Back in 1980, I actually was a little surprised to find out that Michael Fleisher even wrote comics, to be honest. I'd thought of him as a historian: the guy that wrote the magnificent Batman Encyclopedia that no Bat-fan should be without.



This was actually just Volume One. The plan was to do an 8-volume set. Volume 1 covered Batman; Volume 2 was Wonder Woman; Volume 3 would be Captain Marvel, Plastic Man and The Spirit; Volume 4 was Green Lantern; Volume 5 was the Flash; Volume 6 was Superman; Volume 7 was designated for Captain America, the Sub-Mariner and the Human Torch; and Volume 8 would have been Dr. Fate, Hawkman, Starman and the Spectre.

The Batman and Wonder Woman volumes were published in 1976, and the Superman volume was published in 1978, finally greenlit because of the Christopher Reeve movie -- it was released as The Great Superman Book, and there was nothing on the cover suggesting it was one volume of a much larger set.

I was amazed then, and am still mildly amazed today, that ANY of them got released -- from a major book publisher!-- because these were seriously nerdy books. And I mean SERIOUSLY nerdy. Today if you had a project like this, maybe a small-press specialty outfit like TwoMorrows might look at it -- but these were big, mainstream books. I have no idea how they did, but I suspect the encyclopedia format might have hurt them, sales-wise --- they looked like big coffee-table paperbacks, and they were profusely illustrated, but they were definitely reference books, very didactic and schoolmasterly. Probably the first time superheroes got that kind of treatment in print. At any rate, being a huge nerd myself, I adored them. (I gather DC's bringing them back into print, at least the DC-related ones. More power to them.)

So it wasn't until reading the infamous Ellison interview in The Comics Journal #53 -- yeah, bought it off the stands, I'm THAT old -- that I had any inkling Michael Fleisher was also writing horror comics. Pretty bad-ass ones too, from the sound of it.

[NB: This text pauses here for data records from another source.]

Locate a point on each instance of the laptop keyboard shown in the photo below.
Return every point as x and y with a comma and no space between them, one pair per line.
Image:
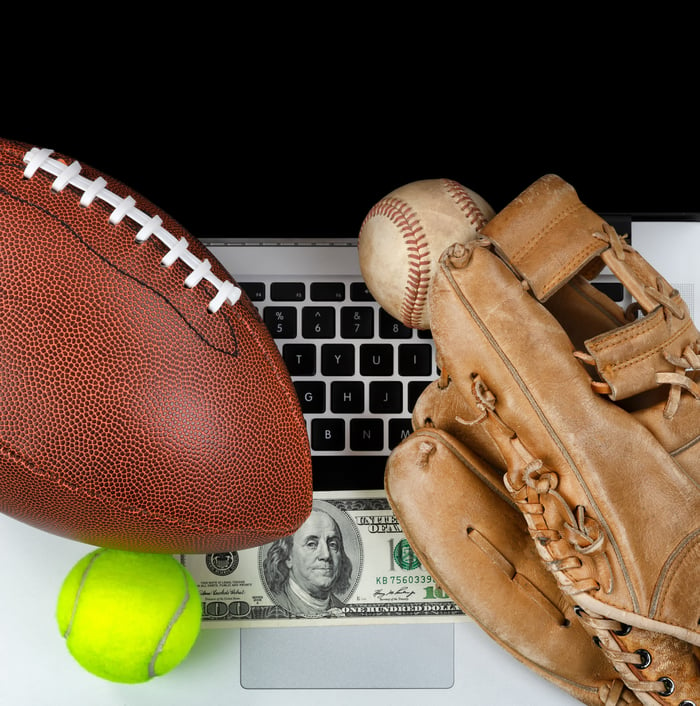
357,370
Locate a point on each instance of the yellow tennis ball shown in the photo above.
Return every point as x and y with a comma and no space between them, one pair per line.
128,616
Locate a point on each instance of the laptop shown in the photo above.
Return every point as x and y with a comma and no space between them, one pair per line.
311,295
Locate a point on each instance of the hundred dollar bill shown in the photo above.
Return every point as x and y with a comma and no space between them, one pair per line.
349,563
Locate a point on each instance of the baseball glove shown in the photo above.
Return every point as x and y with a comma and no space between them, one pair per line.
591,416
471,537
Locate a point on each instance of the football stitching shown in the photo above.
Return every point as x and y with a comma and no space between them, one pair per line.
178,249
234,350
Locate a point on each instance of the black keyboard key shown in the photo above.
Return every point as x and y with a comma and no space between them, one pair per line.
389,327
327,291
357,322
366,435
399,429
312,396
318,322
337,359
287,291
376,359
415,360
300,358
254,290
347,397
327,434
360,293
385,397
281,321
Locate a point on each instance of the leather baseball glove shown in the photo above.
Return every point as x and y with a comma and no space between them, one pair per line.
588,417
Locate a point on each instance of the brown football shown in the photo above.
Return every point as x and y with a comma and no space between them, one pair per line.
143,403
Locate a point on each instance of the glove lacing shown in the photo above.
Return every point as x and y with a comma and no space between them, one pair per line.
527,481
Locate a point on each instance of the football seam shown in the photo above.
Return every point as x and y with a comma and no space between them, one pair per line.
40,160
233,352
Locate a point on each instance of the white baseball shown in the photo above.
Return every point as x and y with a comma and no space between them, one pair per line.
402,237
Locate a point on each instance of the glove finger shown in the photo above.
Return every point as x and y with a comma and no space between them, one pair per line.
474,542
574,467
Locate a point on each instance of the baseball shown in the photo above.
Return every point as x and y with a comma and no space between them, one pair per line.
402,237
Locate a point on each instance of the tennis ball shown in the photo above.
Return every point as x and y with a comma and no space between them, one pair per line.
128,616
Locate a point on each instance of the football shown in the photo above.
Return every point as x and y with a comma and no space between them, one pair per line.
143,404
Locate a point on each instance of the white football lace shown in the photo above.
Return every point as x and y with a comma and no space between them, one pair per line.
37,158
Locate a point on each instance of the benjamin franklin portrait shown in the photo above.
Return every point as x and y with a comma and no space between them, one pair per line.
308,571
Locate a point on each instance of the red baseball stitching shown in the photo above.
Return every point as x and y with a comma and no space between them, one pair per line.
406,222
465,202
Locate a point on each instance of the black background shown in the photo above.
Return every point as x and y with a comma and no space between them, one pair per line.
286,134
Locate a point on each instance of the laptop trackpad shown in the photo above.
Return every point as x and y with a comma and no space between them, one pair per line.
348,657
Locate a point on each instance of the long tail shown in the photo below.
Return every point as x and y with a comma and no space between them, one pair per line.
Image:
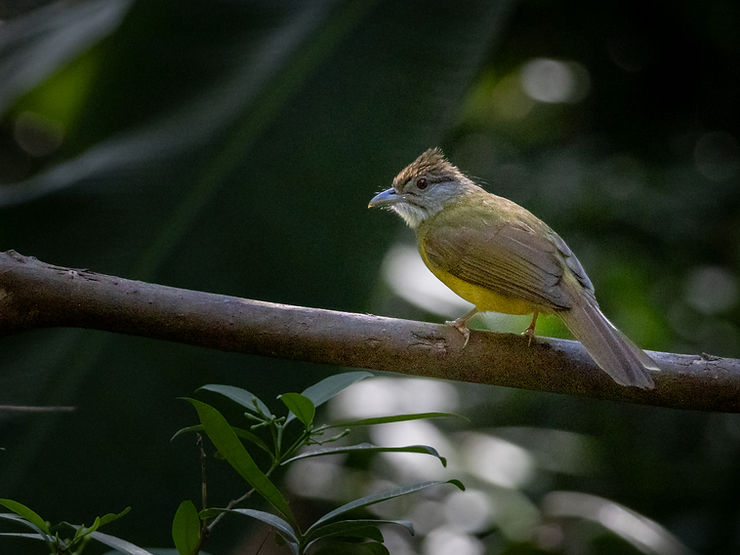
624,361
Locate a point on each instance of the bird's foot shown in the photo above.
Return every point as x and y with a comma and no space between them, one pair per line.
529,332
461,325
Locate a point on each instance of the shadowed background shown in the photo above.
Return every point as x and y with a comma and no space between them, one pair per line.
232,147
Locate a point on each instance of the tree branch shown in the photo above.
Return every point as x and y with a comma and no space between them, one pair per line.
34,294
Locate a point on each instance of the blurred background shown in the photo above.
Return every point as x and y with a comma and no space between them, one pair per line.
232,146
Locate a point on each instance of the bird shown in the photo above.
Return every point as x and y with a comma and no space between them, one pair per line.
502,258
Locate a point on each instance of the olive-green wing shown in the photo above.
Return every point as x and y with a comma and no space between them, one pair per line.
510,259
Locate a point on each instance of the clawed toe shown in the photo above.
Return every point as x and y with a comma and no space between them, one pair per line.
461,326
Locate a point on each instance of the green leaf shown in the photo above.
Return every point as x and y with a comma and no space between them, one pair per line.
368,448
182,431
26,513
24,535
240,396
300,406
393,418
283,527
228,444
240,432
186,528
378,497
342,548
322,391
110,517
122,546
348,527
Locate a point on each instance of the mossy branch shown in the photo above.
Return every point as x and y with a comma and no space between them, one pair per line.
34,294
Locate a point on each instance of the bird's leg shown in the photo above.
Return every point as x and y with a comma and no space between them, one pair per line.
529,332
461,325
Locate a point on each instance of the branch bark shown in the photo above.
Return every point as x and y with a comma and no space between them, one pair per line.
34,294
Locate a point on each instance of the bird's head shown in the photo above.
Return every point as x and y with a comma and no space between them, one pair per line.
423,188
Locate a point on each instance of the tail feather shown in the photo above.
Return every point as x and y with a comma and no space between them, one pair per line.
624,361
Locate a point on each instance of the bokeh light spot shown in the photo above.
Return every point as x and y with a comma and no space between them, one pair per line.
555,81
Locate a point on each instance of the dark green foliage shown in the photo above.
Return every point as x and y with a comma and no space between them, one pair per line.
334,526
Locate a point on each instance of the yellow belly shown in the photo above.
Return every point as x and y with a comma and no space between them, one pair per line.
484,299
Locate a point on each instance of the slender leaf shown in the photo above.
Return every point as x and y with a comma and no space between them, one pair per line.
225,440
343,548
368,448
42,41
378,497
245,398
110,517
392,418
182,431
26,513
240,432
186,528
24,535
120,545
300,407
353,528
322,391
346,527
282,526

I was never all that into the Spectre as a character. I'd seen the rather uninspiring Murphy Anderson version...



Note that something that should be an incredible, apocalyptic moment looks like nothing so much as the Spectre being attacked by a Mexican wrestler with a beachball. (Murphy Anderson is a favorite of mine, but this was emphatically not the strip for him.) And I somehow missed the Neal Adams issues. I sort of knew who the Spectre was from JLA-JSA crossovers, but I never read an actual Spectre story until I came across the one reprinted in Jules Feiffer's The Great Comic Book Heroes. I thought it was kind of interesting and cool, in a quaint sort of way -- I was a big Dr. Strange guy and I've always had a soft spot for occult heroes. But that reprint made a much bigger impression on someone else: Michael Fleisher.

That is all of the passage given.